Ni una mota de polvo en el piso.

No puso el pie en el agua, ni siquiera estaba seguro que lo fuera.

La fuente era lo suficientemente angosta como para salvarla de un tranco.

Juntó coraje y dio el paso que lo separaba del borde. No pasó nada.

Miró atentamente el diseño del suelo. Era muy antiguo, mudéjar, perfecto. El vértigo de la simetría.

Con cuidado apoyó su bota fuera de la fuente.

Algo crujió, como si hubiera pisado una alfombra de cucarachas.

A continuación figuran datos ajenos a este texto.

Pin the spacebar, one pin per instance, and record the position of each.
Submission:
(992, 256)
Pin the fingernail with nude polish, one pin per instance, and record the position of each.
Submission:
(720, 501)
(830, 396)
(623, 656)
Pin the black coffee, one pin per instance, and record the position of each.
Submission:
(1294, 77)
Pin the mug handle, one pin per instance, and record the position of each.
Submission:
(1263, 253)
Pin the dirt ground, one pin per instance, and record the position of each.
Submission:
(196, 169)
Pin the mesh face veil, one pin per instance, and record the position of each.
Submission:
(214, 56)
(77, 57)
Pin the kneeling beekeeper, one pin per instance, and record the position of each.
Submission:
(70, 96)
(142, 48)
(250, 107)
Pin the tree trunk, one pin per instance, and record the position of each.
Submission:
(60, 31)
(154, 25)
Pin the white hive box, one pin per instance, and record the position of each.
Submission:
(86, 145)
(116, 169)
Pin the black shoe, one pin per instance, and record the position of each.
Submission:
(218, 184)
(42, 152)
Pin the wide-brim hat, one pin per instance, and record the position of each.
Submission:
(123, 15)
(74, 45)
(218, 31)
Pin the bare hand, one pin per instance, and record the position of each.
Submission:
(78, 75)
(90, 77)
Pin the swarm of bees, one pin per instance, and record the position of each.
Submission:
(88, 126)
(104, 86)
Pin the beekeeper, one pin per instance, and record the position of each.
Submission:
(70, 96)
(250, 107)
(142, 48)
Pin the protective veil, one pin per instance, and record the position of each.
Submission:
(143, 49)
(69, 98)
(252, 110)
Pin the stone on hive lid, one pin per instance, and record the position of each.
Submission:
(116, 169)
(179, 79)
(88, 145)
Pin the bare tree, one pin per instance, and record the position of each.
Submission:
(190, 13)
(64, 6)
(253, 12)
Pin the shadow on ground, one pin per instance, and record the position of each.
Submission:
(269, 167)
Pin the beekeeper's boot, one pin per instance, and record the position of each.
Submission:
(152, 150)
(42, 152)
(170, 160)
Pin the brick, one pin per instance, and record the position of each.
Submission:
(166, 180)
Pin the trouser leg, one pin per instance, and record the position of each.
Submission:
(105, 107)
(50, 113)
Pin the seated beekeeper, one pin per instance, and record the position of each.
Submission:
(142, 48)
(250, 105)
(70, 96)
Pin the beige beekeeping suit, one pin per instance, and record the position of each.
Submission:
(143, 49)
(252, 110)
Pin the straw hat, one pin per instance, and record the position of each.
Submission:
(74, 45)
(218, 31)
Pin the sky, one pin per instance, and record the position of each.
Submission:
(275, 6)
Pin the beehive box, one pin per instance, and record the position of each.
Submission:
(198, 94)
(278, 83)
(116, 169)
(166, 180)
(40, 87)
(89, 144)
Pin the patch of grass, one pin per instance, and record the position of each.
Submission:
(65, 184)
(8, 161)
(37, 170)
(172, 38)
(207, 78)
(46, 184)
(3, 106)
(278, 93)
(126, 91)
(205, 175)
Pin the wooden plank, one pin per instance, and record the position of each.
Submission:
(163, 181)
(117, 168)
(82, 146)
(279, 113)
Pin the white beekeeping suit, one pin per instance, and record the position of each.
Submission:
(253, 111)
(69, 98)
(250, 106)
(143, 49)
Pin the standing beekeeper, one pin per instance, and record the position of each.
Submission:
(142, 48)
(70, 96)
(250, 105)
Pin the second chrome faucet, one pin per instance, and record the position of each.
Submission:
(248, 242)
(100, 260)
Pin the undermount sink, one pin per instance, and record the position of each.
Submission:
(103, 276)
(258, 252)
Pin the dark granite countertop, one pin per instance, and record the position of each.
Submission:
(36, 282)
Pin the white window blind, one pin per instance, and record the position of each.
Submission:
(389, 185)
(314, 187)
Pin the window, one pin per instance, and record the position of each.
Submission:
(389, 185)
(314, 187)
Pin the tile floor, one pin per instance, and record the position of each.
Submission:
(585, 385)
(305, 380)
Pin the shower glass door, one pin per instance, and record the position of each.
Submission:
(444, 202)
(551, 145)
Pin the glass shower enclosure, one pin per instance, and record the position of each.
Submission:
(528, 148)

Retiró el pie a toda velocidad.

Lo que había quedado bajo su suela estaba aplastado, segregaba un líquido blancuzco, y ya las baldosas de alrededor se habían desplazado, deglutiendo a las rotas.

Se había reacomodado, quedando todo como antes.

De su morral sacó un resto de carne, lo dejó caer.

Nuevo movimiento abajo. La carne desapareció.

Imposible salir por ahí.

Volvió al agujero por donde había entrado. Estaba anegado.

Tampoco por ese lado.

Se sentó.

Era improbable que hubiera otro peligro. No sabía por qué, pero raramente había más de un elemento de riesgo en cada espacio. Como si se anularan unos a otros.

O hubieran sido puestos con un propósito. O como si El Laberinto probara a sus criaturas con una cosa por vez.

Corría el riesgo de morir de inanición.

Pensó. Pensó mucho.

Las baldosas no cubrían la fuente.

Decidió probar el agua.

Introdujo un dedo con cuidado. No sintió nada.

Dejó caer una gota fuera.

Como si fuera ácido, se levantó un vaho.

El suelo tardó casi un minuto en volverse a cerrar.

Hizo cálculos. El lugar no era grande, pero solo tenía su sombrero para cargar líquido.

Lo llenó. Por los orificios salían chorros finos y constantes.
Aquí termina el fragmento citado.